Graham has taught theology in the Philippines for 46 years and has seen the way theological training leads to solid footing for what she called “prophetic” outreach to the needy.
She linked some of the conditions in Asia today with the miseries and sufferings of Old Testament prophets, both women and men, “who were grasped by God's word of warning for the people to let go of greed and desire for power that keep people poor and disenfranchised.”
Other prophets, she said, were called “to comfort those who are suffering from oppression and abuse.”
However these prophets, she went on, were not excited about God's relentless pursuit of them. They resisted because they feared the wrath and retaliation of those in power.
Following her talk, conference participants conversed with one another about how they, as Asian women and members of AMOR, they can unite to form networks to take action against the common issues plaguing Asia. Among those they found in common are:
· corruption that has infiltrated all strata of their societies,
· land grabbing by multi-nationals for mining and logging that provide short term economic gain, but displace thousands of families annually
· environment degradation by deforestation with consequent erosion of good soil that then is washed into the sea killing fish and destroying wildlife habitat.
Their reflections about actions the women might take to confront these issues were brought into sobering relief by two speakers who followed Graham.
One, a Filipino, Jun Lozada, told of being a whistle blower about government corruption.
Allowing himself to become vulnerable, he sought the protection of religious. He told the gathering that although he and his family no longer need the protection of sanctuary provided by members of the national conference of women and men religious, there are still cases against him.
"This call to truth never ends,” he said. What helps him and his family endure, he said, is the sisters' support.
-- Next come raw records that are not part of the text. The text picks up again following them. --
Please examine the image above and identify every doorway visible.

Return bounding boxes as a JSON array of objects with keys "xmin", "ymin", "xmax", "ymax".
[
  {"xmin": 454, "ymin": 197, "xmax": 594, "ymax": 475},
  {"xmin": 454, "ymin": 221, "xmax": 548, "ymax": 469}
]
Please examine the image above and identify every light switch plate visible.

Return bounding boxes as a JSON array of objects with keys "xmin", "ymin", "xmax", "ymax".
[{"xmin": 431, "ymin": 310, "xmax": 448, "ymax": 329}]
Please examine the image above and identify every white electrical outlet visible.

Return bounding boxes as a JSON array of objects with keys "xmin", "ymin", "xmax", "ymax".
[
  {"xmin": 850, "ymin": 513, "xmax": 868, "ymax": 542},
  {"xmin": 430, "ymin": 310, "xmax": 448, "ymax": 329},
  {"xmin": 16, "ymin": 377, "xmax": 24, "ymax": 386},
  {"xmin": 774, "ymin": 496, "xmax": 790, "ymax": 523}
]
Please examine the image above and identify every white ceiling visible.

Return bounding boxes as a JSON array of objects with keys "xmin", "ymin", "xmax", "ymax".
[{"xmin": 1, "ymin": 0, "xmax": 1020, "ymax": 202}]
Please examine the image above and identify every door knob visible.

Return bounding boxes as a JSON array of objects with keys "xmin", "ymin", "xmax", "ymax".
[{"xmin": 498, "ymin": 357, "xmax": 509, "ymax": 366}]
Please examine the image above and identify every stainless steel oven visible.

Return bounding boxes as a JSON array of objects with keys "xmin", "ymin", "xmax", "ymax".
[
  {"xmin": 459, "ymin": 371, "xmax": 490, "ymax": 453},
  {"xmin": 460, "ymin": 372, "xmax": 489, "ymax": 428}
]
Then Benedictine Sister Stella Matutina, working in the southern Philippines Mindanao area shared the story of her and other members of a regional sisters organization's harassment by the military for activities to stop land grabbing by American and Asian investors who, she said, through mining and big agri-business farming are destroying land needed for food production.
She said that 38 environmental activists have been murdered for their work.
Both speakers said they experienced a sense of betrayal by some priests and bishops who do not support them in the truth telling.
Finally, Graham reminded the sisters that in their planning as an organization, they need “to be wise as serpents and guileless as doves.”
Old Testament prophets and Jesus, too, she said, imaginatively discerned what their roles would be in confronting the issues of their day, “but no matter what action the took, being prophetic is not simple or easy or without suffering and even death.”